Side hustles and the informal sector hold some powerful keys if they find the right doors

What do Central African Republic, New Zealand, Panama, Mauritania and Kuwait have in common? They all have populations between 4-million and 4,9-million people.

So, what, you may ask? The Institute for Economic Justice wrote in a policy brief called Informal Economy/ Sector in August 2018: “Statistics South Africa’s non-agricultural labour force data show that 4.5-million people are in informal employment. Four hundred thousand of these workers are employed in the formal economy but under precarious conditions, another 1.3 million as domestic workers, and 2.8 million in the informal sector. Further interrogation of informal sector data shows that it is largely constituted by own account workers – street and spaza shop traders, taxi drivers, construction workers, educare providers, waste recyclers, tailors, shoe repairers, bush mechanics, among others.”

Our informal sector is as big as the total population of Mauritania. That’s a lot of people, and yet despite this, it is seldom that one sees this sector being zoned in on as a potential solution to South Africa’s high unemployment rate and poverty. Enough with complaining and sloganeering – let’s look at what we have, and what to do with it.

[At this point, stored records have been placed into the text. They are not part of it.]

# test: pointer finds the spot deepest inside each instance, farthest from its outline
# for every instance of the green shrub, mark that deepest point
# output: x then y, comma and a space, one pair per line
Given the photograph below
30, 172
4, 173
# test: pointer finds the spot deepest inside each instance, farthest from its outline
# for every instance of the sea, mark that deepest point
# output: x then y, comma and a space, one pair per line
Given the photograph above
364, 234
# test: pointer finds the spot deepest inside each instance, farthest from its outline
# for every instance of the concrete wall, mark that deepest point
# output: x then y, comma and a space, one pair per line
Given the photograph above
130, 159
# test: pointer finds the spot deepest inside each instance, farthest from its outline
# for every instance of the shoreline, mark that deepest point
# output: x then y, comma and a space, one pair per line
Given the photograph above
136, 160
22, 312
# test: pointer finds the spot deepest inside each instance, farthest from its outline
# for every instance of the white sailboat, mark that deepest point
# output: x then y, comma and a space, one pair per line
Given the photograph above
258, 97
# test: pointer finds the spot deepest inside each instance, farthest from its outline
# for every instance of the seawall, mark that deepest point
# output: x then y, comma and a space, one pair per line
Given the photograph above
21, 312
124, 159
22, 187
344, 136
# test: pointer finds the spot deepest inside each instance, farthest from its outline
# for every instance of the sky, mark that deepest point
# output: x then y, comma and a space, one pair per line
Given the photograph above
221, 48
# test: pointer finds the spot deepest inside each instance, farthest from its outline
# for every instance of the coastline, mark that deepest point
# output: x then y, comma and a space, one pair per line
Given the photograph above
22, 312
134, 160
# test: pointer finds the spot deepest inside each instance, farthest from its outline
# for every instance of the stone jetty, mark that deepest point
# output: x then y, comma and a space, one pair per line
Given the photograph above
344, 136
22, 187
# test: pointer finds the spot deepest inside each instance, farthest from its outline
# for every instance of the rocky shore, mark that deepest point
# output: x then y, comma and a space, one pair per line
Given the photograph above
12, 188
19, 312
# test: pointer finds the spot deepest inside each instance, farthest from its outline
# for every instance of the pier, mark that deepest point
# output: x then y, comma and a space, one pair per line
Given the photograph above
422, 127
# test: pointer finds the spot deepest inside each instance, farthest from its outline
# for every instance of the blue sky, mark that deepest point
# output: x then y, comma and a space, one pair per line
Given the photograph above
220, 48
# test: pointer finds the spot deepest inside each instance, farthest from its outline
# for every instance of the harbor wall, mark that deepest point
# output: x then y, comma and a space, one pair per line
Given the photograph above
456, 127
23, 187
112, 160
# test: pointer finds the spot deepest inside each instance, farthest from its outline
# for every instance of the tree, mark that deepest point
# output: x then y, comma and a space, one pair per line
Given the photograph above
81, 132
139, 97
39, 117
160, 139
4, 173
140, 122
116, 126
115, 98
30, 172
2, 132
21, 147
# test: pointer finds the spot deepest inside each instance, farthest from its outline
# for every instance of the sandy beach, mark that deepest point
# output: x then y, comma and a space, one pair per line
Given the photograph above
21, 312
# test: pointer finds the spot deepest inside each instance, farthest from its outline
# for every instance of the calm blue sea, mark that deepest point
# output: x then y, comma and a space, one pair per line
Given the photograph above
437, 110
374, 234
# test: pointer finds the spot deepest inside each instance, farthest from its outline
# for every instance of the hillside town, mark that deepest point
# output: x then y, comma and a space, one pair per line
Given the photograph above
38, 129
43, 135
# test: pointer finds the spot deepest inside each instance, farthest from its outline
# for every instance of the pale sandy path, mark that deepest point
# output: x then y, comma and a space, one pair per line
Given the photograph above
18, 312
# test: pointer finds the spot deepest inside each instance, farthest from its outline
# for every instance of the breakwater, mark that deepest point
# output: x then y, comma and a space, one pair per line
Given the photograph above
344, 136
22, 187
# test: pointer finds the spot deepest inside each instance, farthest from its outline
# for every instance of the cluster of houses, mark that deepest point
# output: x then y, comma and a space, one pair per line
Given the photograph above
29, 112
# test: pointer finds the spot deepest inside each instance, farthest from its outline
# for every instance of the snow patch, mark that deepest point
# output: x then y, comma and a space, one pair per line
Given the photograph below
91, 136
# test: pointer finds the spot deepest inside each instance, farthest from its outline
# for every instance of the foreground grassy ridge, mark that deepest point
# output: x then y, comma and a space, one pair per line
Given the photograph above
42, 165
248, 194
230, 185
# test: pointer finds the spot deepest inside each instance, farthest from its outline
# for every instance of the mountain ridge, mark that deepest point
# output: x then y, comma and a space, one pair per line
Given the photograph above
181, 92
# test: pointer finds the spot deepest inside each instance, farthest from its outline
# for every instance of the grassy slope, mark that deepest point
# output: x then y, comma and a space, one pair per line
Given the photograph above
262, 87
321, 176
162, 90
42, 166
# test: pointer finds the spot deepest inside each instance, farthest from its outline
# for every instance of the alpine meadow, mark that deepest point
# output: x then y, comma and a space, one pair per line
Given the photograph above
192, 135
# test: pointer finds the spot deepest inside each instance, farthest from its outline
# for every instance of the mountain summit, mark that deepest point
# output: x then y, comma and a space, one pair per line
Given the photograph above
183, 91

Of course, the goal would be to see businesses in the informal economy make their way into the formal economy. The motivation for this is multifaceted. The country’s reserves would do well to have a larger pool to tax, which would benefit many, yet many would argue that the spectre of this would be enough to keep informal traders under the radar, and that a friendlier tax regime for entrepreneurs and small businesses would help the transition.

On the other hand, businesses that transition to the formal sector will find a host of other benefits, not least in the form of financial services but also protection – for employees and also for the owners’ access to support and grants.

That’s the big picture. The long game. If that were achieved, imagine the possibilities in terms of job creation and economic growth. This doesn’t mean the informal sector will cease to exist – on the contrary, small-scale traders and side-hustles will continue to be born. But, if they are born into a system where there’s potential to “graduate” from informality to formal inclusion in the economy of this country, would we not be some way towards finally sharing the spoils of our democracy more broadly?

There are corporates and organisations that do focus on the sector, with a variety of initiatives, and they deserve to be celebrated. But we need more. We need practical steps to change our world.

Next time you walk down the street, or stop at an intersection, look around at the dozens of people “hustling” to make a living. These people are doing what we are always told to encourage: they are displaying entrepreneurial thinking.

Next time you browse Facebook and see a community member selling home-made samoosas, koeksisters or biscuits, another advertising a web-design or a digital marketing service, another offering a mobile mechanic service, waterproofing or handyman services, stop and acknowledge that while these may be tiny, untested, side hustles, these people are displaying entrepreneurial nous. The more of us that support them, the better their chances of growing, and the better their chances of growing, the more likely they’ll get access to bigger markets and opportunities… and who knows, one day they may hire our children.

We call on all stakeholders in this country to take a moment and consider: what can I do, or who can I encourage, to motivate, support, or invest in an informal business today? What if this triggers a knock-on effect that turns a side hustle into a business that eventually provides jobs and contributes to our shared prosperity? It would mean we’ve changed our world.